On this basis, it is reasonable to think that the relationship with society has changed – even if some may still find it difficult to admit that modern company has a social role!
Current-day company management, despite having the optimisation of profits as their main objective, must however achieve these goals respecting moral rules, legal, social regulations and laws: we are talking about business ETHICS.
The company itself becomes, therefore, the bearer of ethical values without suffering or living them as constrictions. Ethical factors transfused into and from a company or transmitted to multiple subjects with whom that company has relationships do not need to be or become legally binding "Norms”, a cage or, worse, the fine print on a certificate to adorn oneself with or only for appearances sake, but rather a “moral duty” to take on a central Social role and positively affect that Society. It’s like a Certificate of Quality for company procedures: if you're not open to living these procedures as an element for growth (and thus modifying them when necessary), but you undergo them as a requirement, they will only become moulded papers clogging up your desk drawers!

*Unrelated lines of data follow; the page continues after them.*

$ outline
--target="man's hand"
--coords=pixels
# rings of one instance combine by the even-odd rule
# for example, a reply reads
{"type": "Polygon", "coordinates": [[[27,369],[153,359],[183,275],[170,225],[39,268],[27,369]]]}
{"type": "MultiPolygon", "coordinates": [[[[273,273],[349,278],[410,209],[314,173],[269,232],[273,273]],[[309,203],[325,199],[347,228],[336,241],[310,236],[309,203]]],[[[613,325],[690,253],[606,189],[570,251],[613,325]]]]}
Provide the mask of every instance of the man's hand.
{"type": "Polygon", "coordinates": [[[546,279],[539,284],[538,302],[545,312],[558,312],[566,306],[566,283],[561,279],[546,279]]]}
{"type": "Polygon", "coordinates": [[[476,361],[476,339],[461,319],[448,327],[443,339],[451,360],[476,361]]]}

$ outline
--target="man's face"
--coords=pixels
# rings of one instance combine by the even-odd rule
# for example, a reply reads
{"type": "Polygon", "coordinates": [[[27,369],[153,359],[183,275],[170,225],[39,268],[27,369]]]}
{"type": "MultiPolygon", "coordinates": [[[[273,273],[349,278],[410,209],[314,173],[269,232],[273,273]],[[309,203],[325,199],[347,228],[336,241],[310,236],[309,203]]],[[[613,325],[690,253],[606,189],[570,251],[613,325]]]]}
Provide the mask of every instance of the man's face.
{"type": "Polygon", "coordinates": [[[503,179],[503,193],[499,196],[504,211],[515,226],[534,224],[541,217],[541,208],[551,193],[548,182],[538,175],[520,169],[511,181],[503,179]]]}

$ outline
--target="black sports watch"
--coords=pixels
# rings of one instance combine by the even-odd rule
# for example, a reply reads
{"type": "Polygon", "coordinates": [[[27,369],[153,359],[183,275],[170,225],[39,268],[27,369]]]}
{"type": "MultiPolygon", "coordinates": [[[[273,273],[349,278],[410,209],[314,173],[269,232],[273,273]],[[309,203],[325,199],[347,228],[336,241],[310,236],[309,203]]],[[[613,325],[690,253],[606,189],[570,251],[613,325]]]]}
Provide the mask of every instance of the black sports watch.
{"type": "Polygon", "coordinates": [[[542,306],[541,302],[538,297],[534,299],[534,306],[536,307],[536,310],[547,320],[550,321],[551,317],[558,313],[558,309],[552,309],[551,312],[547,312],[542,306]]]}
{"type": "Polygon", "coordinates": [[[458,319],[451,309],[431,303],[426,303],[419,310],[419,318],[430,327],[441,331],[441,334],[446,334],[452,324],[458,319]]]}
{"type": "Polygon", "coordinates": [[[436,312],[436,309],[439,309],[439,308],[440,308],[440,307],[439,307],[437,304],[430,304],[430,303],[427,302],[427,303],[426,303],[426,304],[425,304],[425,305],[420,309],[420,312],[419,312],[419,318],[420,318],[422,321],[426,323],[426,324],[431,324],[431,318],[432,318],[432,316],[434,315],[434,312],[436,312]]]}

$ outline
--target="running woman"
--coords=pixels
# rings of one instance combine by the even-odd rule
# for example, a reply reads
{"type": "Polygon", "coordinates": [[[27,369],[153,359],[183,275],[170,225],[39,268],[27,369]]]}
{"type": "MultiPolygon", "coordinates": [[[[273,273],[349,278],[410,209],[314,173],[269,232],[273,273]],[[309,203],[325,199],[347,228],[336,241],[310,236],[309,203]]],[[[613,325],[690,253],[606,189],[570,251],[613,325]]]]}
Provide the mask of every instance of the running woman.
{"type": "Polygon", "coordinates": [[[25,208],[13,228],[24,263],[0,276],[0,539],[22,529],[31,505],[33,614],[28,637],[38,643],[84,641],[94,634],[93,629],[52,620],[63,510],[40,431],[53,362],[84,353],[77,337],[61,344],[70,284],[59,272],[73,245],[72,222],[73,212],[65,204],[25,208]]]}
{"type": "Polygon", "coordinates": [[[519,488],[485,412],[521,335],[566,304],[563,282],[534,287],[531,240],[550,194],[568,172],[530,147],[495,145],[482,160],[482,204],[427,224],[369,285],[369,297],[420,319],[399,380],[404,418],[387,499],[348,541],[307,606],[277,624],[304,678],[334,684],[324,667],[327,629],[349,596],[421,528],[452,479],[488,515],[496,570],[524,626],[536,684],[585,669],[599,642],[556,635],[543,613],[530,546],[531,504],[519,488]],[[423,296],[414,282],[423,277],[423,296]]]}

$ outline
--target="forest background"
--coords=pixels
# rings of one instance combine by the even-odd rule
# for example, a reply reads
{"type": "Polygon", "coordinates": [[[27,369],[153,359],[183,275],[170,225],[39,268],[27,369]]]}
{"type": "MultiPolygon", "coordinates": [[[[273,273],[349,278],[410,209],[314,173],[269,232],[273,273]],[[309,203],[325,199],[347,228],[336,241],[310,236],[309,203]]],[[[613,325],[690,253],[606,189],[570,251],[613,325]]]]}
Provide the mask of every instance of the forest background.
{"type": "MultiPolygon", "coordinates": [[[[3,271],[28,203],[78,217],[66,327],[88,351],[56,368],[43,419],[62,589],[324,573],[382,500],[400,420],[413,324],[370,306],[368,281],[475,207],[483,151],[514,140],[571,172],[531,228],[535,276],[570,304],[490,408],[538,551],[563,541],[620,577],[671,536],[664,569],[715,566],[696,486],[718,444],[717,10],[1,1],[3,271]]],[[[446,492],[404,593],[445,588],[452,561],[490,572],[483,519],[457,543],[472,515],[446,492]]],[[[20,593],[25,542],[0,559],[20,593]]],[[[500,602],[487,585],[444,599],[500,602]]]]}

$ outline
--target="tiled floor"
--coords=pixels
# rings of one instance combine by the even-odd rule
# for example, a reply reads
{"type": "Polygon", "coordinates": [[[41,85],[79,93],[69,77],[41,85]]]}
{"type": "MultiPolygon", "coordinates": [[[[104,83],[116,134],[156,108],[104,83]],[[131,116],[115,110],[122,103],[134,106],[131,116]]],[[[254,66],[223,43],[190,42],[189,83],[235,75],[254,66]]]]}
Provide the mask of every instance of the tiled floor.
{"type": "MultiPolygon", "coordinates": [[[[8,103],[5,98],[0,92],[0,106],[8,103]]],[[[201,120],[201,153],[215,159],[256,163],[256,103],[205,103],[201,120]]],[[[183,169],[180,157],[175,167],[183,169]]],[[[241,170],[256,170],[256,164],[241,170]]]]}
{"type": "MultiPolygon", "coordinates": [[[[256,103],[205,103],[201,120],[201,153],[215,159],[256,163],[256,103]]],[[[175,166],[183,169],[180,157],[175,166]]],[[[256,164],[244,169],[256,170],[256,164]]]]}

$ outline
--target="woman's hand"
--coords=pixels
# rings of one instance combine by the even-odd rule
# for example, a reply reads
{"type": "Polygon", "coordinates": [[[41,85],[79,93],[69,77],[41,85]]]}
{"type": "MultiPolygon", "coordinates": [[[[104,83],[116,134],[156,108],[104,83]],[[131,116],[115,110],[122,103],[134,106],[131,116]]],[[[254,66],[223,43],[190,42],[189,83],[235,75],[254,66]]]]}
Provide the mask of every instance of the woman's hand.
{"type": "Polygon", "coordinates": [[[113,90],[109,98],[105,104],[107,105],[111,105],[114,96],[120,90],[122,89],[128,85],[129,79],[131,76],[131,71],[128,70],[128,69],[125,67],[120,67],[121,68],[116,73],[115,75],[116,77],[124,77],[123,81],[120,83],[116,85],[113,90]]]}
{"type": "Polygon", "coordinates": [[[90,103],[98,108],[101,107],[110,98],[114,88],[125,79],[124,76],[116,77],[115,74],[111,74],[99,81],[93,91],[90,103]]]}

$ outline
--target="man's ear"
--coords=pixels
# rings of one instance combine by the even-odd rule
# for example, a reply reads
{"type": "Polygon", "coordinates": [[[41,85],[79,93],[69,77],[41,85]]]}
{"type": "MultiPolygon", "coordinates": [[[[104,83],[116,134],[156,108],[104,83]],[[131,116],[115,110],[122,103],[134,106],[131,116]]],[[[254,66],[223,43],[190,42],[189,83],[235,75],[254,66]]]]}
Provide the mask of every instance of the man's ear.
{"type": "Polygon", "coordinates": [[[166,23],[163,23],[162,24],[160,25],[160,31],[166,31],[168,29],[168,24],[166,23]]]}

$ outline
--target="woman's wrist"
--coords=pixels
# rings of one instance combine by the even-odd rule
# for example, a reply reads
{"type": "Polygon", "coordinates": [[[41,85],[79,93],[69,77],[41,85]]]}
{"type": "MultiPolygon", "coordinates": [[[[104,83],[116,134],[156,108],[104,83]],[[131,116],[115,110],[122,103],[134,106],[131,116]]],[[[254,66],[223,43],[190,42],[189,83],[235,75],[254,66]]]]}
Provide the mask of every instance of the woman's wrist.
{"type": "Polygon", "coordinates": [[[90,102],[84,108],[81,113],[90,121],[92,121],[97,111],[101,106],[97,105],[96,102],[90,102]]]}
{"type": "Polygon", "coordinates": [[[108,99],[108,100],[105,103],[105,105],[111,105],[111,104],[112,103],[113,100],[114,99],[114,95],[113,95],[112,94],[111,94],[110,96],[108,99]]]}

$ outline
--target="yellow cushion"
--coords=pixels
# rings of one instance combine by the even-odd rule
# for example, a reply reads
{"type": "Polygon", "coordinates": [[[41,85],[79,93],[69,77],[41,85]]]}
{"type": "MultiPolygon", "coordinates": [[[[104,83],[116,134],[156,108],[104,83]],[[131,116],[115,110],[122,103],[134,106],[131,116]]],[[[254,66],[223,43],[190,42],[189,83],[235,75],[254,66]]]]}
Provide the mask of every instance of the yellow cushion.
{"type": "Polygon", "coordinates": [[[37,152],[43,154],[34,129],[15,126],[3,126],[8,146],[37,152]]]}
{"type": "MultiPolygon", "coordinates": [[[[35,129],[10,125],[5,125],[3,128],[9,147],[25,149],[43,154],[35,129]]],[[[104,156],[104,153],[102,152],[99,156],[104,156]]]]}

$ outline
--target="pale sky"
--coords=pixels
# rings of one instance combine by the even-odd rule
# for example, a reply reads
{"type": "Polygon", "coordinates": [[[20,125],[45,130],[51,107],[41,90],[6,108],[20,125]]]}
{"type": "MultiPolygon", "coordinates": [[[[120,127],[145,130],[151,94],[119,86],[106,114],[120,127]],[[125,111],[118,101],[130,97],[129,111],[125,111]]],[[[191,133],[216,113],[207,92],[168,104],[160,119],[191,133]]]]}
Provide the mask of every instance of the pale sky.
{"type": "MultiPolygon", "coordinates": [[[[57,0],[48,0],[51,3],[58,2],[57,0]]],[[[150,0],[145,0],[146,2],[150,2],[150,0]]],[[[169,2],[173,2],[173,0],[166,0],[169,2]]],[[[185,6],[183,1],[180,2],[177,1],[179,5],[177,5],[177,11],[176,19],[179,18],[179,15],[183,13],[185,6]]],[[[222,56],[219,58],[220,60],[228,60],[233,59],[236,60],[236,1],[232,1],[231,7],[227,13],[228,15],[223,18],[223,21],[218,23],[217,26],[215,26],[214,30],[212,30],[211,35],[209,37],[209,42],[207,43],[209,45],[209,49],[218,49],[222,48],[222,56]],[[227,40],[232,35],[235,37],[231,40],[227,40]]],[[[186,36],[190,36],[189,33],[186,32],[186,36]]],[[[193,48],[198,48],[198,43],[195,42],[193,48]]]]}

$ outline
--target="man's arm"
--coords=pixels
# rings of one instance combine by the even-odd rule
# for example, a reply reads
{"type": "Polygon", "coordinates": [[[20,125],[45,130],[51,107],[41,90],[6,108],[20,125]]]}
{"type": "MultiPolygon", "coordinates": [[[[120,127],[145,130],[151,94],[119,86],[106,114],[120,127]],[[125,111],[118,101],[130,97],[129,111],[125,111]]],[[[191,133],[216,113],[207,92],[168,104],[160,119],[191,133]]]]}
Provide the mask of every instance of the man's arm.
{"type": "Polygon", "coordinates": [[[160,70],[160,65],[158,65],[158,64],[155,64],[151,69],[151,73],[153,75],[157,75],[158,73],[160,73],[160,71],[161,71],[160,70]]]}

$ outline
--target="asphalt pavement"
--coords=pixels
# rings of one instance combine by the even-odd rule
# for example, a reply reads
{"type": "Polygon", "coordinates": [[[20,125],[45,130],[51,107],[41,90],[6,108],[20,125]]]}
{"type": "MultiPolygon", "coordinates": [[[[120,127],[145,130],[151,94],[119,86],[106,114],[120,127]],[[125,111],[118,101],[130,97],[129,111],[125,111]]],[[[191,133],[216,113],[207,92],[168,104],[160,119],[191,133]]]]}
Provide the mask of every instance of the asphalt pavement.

Company ethics should be a lighthouse that helps company-ship to avoid the sea-shoal, rocks or wreck in search of pure and simple profit. A sort of practical guide for several ethics which must live together and must be constantly cultivated in a company: environmental ethics, social ethics, political ethics, business ethics. Summing up this is what the European Commission Green Paper defined as CSR in 2001 (Corporate social responsibility) “corporate integration in social and ecological issues in their business and relationships with stakeholders.”